Some would call this turning all your aggregate loans (even if you have taken a consumer loan) into a new and the same joint loan, which brings a lot of benefits that you can read more about at the bottom of the article.

Benefits and possible disadvantages of refinancing unsecured loans

Benefits and possible disadvantages of refinancing unsecured loans

Like everything else here in the world, nothing is perfect, but it is not the worst either and refinancing of unsecured loans follow the same principle. What are the benefits of refinancing unsecured loans? Well, the following benefits can you benefit from if you want to refinance your unsecured loans:

  • Interest rate. When you apply for the refinancing of your unsecured loans, you can negotiate a lower interest rate.
  • Other fees. When you choose to refinance your unsecured loans, you will have to avoid loads of expensive separate administration fees, newspaper fees and any delay fees (which are easier to hit if you have several separate loans that are difficult to keep track of and their different maturity dates ).
  • Facilitation. Because you only have one loan that you focus on, it becomes easier to remember to pay it off each month and you don’t have to worry that you might have forgotten another loan if you had several smaller loans that you are trying to balance between.
  • Only one payment per month. As I said, then you just need to focus on paying a monthly fee and a payment of your loan per month which reduces the stress, anxiety and so on because when you have paid off it you can move on in life and think of something else.
  • Pay off in the long run. Last but not least, you have the fact that you now have a longer period to pay off your new complete loan, which means that you do not have to feel that you have to hurry.

Are there any disadvantages to refinancing unsecured loans? It mainly lies in whether or not you would interpret these as disadvantages on your part:

  • Longer installment period. If you wanted to pay off all your loans faster then this type of loan will be a disadvantage for you as you take out a new loan which leads to a new repayment period. But if it is not a problem for you, this is not a disadvantage for you either.

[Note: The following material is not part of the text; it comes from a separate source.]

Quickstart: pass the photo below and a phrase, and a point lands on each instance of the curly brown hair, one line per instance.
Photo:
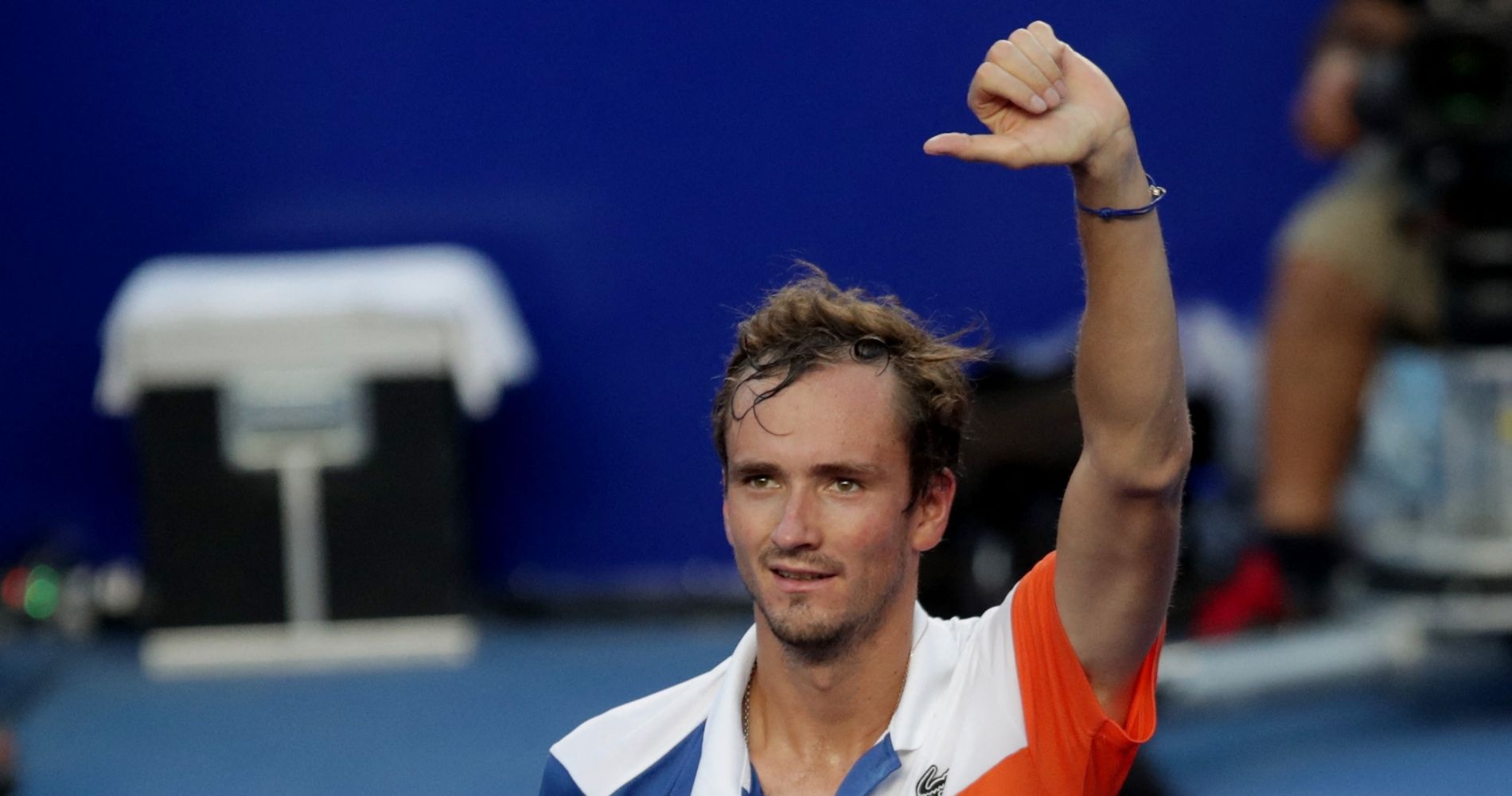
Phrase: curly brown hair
(813, 322)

Here’s how you can start with refinancing unsecured loans in 2019


First and foremost, you are facing an important choice with refinancing: you have two different choices to apply for loans in order to start paying off your other loans or to collect your loans in one and the same loan as said. The options you have are two different:

  • Collect loans through lenders. You apply from a lender that offers the loan service refinancing or collect your loans online and you will then be offered a new interest rate for all your combined loans. Then the lender will also be responsible for your aggregate loans so that you do not have to do anything more than paying a new fixed amount each month.
  • Collect your loans yourself with the help of lenders. The other option, since there are two, is that you are responsible for collecting all your loans and the only help you get from lenders is that you get a new loan from them with hopefully better interest rates. Then you yourself will need to compile all aggregate loans first before you start paying off the new aggregate loan.